Here's egg in your face



It looked like it was going to be a tough week for the Big O, but then he pulled off one of his best moves to date by releasing the contentious e-mails from Benghazi, showing that the Republicans had planted the "doctored talking points" story in the news.  Right now, Darryl Issa looks like a total ass.  Yet, as Politics USA reports, Issa isn't backing down, trying to drag no less than the Joint Chiefs of Staff into "Benghazigate," which has even Boehner ducking for cover.

It seems the Republicans are doing everything they can to stall a vote on the immigration bill on the table in the Senate.  GOP co-writer of the bill, Marco Rubio, now wants a biometric tracking system included in it, and former Senator DeMint made the audacious claim that the immigration bill would cost taxpayers $6,3 trillion.  He has apparently been pouring over this cost estimate at the Heritage Foundation, which he now heads.  But, it seems few are buying this report or the attempts by desperate Republicans to derail this bill, which doesn't sit well with their Tea Party constituency.

There appears to be no long game in the GOP playbook, just an endless attempt to create scandals like this recent one over Marines holding umbrellas for Obama and PM Erdogan of Turkey at a press conference at the White House, hoping it will rattle Obama, and deflect public attention away from the real issues.

It is hard to imagine a leader emerging from the GOP during the next 3-1/2 years that can pull this imploding party together, much less appeal to a broad enough cross section of the country to win a national election.  All this political snipe hunting is taking its toll, with Republicans looking more and more like Chicken Little than a serious political party with an agenda for the future.

They seem content to be the political lapdogs of big business pushing through a highly controversial bill through the House that would allow private sector employers the option of offering compensation time (up to 160 hours per year) in lieu of overtime pay.  The bill would also have employees "earn" their annual paid leave rather than receive two weeks automatically.  The bill stands no chance in the Senate, much less on Obama's desk, but shows once again that the GOP has only corporate interests in mind, and continues its attempt to undermine long standing labor laws.

I'm hoping that Americans see through this scandal-mongering and all the subterfuges of the Republicans and return the Democrats to power in the House, so that we can move forward with the Affordable Care Act and immigration reform without these constant attempts to derail the process.

Comments

  1. Republican now view holding umbrellas as political sin. Funny thing is, when it was done for their party it was perfectly OK:

    https://sphotos-a.xx.fbcdn.net/hphotos-frc1/385285_664467216912297_599155739_n.jpg


    https://sphotos-a.xx.fbcdn.net/hphotos-prn2/977700_664475740244778_313082741_o.jpg

    ReplyDelete
  2. I remember thinking at the time of the Clinton attacks that the Republicans could not accept someone of his class in the White House. Clinton's behavior of course didn't help, sort of proving their point, but I always felt it was a class issue.

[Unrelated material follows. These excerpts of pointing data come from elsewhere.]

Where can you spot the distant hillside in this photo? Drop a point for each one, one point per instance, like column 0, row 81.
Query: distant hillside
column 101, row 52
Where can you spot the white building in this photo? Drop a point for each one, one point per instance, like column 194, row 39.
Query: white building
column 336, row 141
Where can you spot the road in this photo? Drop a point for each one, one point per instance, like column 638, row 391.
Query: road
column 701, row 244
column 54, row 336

    Now it's worse, because the President is black. Who let him in there? But they really can't find any scandal to attack him on. It's not like Reagan where the scandals don't stick (i.e., the Teflon president) -- there just aren't any scandals there.

    But personally I think Obama is running out of steam. He just isn't into the games. He started out as a real idealist -- I think he believed all that no red or blue America stuff initially -- and has paid for it.

    He could have been one of the nation's greatest presidents -- he's certainly one of our smartest. Unless he decides to put on a political coat of armor and really go on the attack, he's going to lose the potential of a great legacy.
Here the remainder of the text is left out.